On Sun, Jun 09, 2024 at 03:43:34AM -0700, Jonathan Calmels wrote:
Attackers often rely on user namespaces to get elevated (yet confined) privileges in order to target specific subsystems (e.g. [1]). Distributions have been pretty adamant that they need a way to configure these, most of them carry out-of-tree patches to do so, or plainly refuse to enable them. As a result, there have been multiple efforts over the years to introduce various knobs to control and/or disable user namespaces (e.g. [2][3][4]).
While we acknowledge that there are already ways to control the creation of such namespaces (the most recent being a LSM hook), there are inherent issues with these approaches. Preventing the user namespace creation is not fine-grained enough, and in some cases, incompatible with various userspace expectations (e.g. container runtimes, browser sandboxing, service isolation)

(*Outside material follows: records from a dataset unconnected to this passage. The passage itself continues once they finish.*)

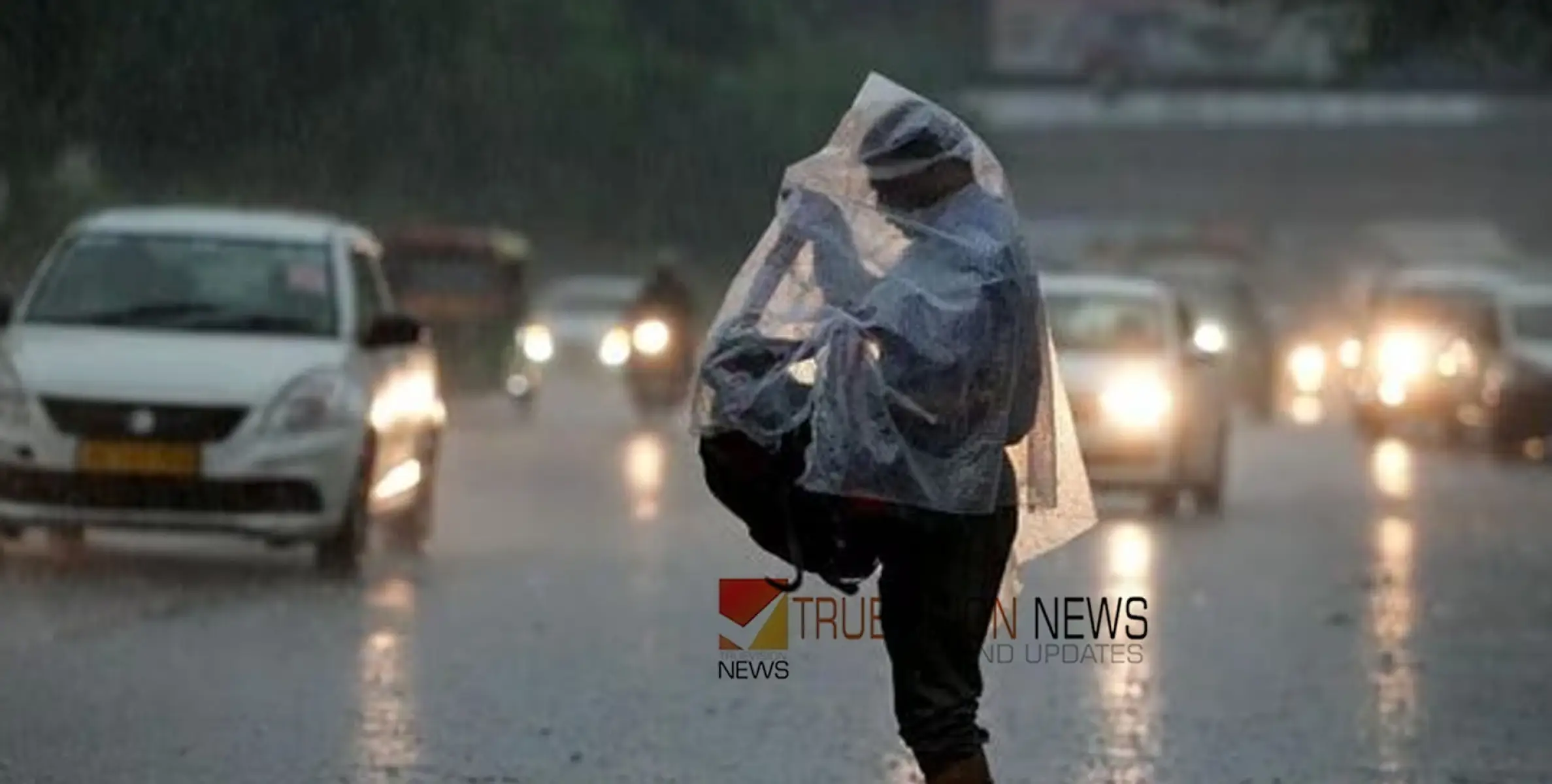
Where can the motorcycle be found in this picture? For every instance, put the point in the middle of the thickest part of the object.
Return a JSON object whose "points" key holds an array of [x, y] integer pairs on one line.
{"points": [[661, 365]]}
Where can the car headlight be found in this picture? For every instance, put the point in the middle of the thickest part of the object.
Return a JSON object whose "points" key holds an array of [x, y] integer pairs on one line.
{"points": [[615, 348], [314, 401], [1402, 356], [408, 399], [651, 337], [1141, 401], [537, 344], [1307, 367], [14, 412], [1459, 359], [1211, 337]]}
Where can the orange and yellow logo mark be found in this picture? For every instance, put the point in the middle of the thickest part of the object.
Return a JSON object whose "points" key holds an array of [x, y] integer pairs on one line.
{"points": [[742, 601]]}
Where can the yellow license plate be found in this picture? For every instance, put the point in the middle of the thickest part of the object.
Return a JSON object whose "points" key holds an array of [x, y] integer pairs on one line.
{"points": [[165, 460]]}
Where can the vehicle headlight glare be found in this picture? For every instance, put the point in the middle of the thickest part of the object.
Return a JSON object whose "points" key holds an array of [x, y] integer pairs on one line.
{"points": [[1211, 337], [410, 399], [651, 337], [539, 345], [615, 350], [1307, 367], [1138, 402], [312, 401], [1402, 356], [1351, 353]]}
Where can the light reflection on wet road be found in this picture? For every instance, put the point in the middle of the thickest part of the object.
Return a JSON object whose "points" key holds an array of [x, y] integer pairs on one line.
{"points": [[1360, 615]]}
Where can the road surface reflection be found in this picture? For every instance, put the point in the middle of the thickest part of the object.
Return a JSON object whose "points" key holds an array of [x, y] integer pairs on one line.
{"points": [[644, 474], [1391, 466], [387, 738], [1127, 700], [1393, 613]]}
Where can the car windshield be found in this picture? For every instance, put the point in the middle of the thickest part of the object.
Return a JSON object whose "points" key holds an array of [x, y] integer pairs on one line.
{"points": [[188, 285], [1534, 322], [1451, 310], [1107, 323], [612, 299], [449, 274]]}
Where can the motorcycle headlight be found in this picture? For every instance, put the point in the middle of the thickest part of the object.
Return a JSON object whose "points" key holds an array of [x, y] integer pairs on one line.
{"points": [[537, 344], [615, 348], [651, 337], [1138, 401], [1211, 337], [14, 412], [1402, 356], [314, 401]]}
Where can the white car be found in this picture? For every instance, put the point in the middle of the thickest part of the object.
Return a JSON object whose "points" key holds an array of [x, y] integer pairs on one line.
{"points": [[218, 372], [1151, 409]]}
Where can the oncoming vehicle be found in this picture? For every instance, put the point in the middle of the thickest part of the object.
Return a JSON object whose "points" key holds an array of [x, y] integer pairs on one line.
{"points": [[580, 327], [1428, 339], [1517, 392], [1231, 319], [469, 287], [218, 372], [1149, 406]]}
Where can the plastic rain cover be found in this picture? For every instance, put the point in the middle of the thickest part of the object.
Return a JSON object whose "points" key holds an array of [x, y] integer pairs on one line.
{"points": [[912, 339]]}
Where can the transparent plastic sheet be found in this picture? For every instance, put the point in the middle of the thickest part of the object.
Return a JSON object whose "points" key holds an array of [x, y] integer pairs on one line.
{"points": [[912, 340]]}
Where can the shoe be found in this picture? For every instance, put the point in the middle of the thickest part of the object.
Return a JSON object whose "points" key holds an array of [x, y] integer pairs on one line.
{"points": [[969, 770]]}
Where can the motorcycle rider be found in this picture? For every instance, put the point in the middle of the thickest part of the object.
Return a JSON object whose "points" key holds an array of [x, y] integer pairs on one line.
{"points": [[667, 297]]}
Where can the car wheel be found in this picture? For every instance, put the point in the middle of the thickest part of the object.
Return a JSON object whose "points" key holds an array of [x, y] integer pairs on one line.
{"points": [[410, 531], [340, 555]]}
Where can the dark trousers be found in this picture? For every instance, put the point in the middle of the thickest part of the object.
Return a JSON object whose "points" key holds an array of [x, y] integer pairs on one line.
{"points": [[936, 591], [936, 595]]}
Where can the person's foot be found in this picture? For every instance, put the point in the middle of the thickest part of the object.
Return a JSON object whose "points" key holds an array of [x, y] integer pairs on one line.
{"points": [[969, 770]]}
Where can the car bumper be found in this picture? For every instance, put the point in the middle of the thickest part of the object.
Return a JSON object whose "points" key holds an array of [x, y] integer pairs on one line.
{"points": [[280, 488], [1119, 459]]}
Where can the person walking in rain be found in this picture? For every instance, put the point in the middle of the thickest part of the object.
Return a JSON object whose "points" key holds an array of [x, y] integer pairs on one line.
{"points": [[897, 452]]}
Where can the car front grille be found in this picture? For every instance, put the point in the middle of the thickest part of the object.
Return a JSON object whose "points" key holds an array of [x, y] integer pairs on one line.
{"points": [[86, 491], [120, 419]]}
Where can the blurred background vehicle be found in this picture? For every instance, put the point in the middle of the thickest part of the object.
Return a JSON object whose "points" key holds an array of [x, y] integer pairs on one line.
{"points": [[469, 286], [1427, 340], [1149, 404], [1231, 320], [1517, 387], [581, 328]]}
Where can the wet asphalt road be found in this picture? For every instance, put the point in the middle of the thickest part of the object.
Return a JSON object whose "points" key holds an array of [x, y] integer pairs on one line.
{"points": [[1355, 617]]}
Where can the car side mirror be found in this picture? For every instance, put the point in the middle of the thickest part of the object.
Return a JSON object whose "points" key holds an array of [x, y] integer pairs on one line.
{"points": [[391, 331]]}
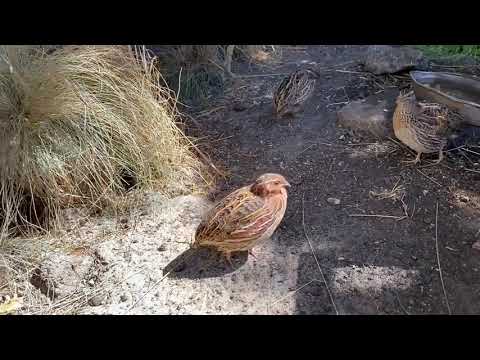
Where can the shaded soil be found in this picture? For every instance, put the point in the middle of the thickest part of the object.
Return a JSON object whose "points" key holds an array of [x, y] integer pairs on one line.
{"points": [[392, 261]]}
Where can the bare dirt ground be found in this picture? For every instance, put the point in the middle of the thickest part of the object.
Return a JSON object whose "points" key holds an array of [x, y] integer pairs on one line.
{"points": [[372, 265], [373, 253]]}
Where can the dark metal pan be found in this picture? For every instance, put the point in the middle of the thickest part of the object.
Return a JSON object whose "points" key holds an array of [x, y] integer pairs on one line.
{"points": [[460, 92]]}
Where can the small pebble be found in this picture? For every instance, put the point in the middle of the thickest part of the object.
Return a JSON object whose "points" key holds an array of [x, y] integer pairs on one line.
{"points": [[333, 201], [97, 300]]}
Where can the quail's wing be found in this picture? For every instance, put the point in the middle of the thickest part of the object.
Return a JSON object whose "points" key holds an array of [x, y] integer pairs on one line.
{"points": [[241, 216]]}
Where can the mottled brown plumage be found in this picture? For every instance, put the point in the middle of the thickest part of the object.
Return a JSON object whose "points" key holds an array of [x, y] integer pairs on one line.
{"points": [[423, 127], [245, 217], [294, 91]]}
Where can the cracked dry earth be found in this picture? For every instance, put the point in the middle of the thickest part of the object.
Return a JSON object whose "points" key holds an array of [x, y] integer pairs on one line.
{"points": [[371, 264]]}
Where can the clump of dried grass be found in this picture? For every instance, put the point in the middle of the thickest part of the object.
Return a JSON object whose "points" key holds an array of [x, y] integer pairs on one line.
{"points": [[197, 72], [78, 124]]}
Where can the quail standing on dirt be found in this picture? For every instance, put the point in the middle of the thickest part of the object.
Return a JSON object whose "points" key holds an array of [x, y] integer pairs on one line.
{"points": [[246, 217]]}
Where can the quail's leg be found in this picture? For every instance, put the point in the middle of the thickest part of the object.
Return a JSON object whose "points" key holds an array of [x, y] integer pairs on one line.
{"points": [[415, 161], [228, 257], [440, 157]]}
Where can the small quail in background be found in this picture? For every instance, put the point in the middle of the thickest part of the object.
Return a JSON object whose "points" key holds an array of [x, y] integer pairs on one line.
{"points": [[423, 127], [294, 91]]}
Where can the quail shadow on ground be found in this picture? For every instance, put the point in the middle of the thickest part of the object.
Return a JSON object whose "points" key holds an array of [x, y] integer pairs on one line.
{"points": [[203, 263]]}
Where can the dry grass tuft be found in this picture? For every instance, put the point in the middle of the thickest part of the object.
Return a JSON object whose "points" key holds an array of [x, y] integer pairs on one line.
{"points": [[82, 125], [197, 72]]}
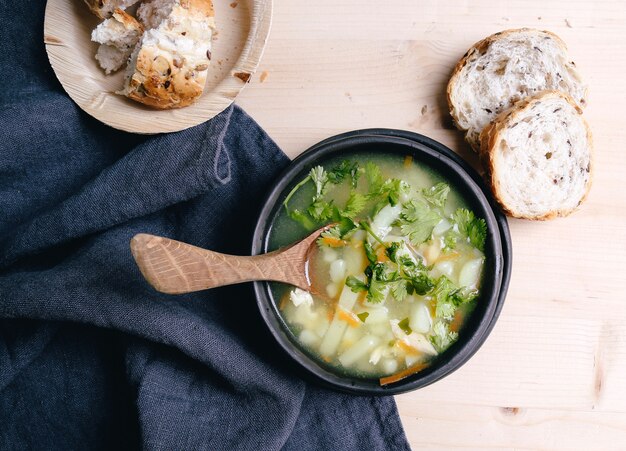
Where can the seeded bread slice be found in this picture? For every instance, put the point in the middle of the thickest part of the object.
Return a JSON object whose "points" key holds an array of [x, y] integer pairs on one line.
{"points": [[104, 8], [168, 68], [117, 36], [504, 68], [538, 157]]}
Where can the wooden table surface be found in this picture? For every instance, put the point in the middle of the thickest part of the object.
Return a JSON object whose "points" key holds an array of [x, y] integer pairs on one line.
{"points": [[552, 375]]}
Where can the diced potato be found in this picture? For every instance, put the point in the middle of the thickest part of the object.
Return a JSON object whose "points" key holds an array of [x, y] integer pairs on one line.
{"points": [[337, 328], [470, 273], [411, 359], [358, 350], [332, 289], [299, 297], [376, 315], [432, 252], [305, 315], [308, 338], [329, 255], [389, 366], [381, 224], [321, 327], [445, 268], [419, 319], [379, 329], [337, 271], [355, 260]]}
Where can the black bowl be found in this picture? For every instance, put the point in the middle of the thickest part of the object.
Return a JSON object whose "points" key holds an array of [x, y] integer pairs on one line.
{"points": [[497, 250]]}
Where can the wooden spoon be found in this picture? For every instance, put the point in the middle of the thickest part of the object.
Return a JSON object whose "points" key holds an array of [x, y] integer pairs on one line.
{"points": [[174, 267]]}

This patch addresses these limitations by introducing an additional capability set used to restrict the permissions granted when creating user namespaces. This way, processes can apply the principle of least privilege by configuring only the capabilities they need for their namespaces.
For compatibility reasons, processes always start with a full userns capability set.
On namespace creation, the userns capability set (pU) is assigned to the new effective (pE), permitted (pP) and bounding set (X) of the task:
pU = pE = pP = X
The userns capability set obeys the invariant that no bit can ever be set if it is not already part of the task’s bounding set. This ensures that no namespace can ever gain more privileges than its predecessors. Additionally, if a task is not privileged over CAP_SETPCAP, setting any bit in the userns set requires its corresponding bit to be set in the permitted set. This effectively mimics the inheritable set rules and means that, by default, only root in the user namespace can regain userns capabilities previously dropped:
p’U = (pE & CAP_SETPCAP) ? X : (X & pP)
Note that since userns capabilities are strictly hierarchical, policies can be enforced at various levels (e.g. init, pam_cap) and inherited by every child namespace.
Here is a sample program that can be used to verify the functionality:
/*
- Test program that drops CAP_SYS_RAWIO from subsequent user namespaces.
- ./cap_userns_test unshare -r grep Cap /proc/self/status
- CapInh: 0000000000000000
- CapPrm: 000001fffffdffff
- CapEff: 000001fffffdffff
- CapBnd: 000001fffffdffff
- CapAmb: 0000000000000000
- CapUNs: 000001fffffdffff
*/
...
+#ifdef CONFIG_USER_NS
- case PR_CAP_USERNS:
if (arg2 == PR_CAP_USERNS_CLEAR_ALL) {
if (arg3 | arg4 | arg5)
return -EINVAL;
new = prepare_creds();
if (!new)
return -ENOMEM;
cap_clear(new->cap_userns);
return commit_creds(new);
}
if (((!cap_valid(arg3)) | arg4 | arg5))
return -EINVAL;
if (arg2 == PR_CAP_USERNS_IS_SET)
return !!cap_raised(current_cred()->cap_userns, arg3);
if (arg2 != PR_CAP_USERNS_RAISE && arg2 != PR_CAP_USERNS_LOWER)
return -EINVAL;
if (arg2 == PR_CAP_USERNS_RAISE && !cap_uns_is_raiseable(arg3))
return -EPERM;
new = prepare_creds();
if (!new)
return -ENOMEM;
if (arg2 == PR_CAP_USERNS_RAISE)
cap_raise(new->cap_userns, arg3);
else
cap_lower(new->cap_userns, arg3);
Now, one thing that does occur to me here is that there is a very mild form of sendmail-capabilities vulnerability that could happen here. Unpriv user joe can drop CAP_SYS_ADMIN from cap_userns, then run a setuid-root program which starts a container which expects CAP_SYS_ADMIN. This could be a shared container, and so joe could be breaking expected behavior there.
I *think* we want to say we don't care about this case, but if we did, I suppose we could say that the normal cap raise rules on setuid should apply to cap_userns?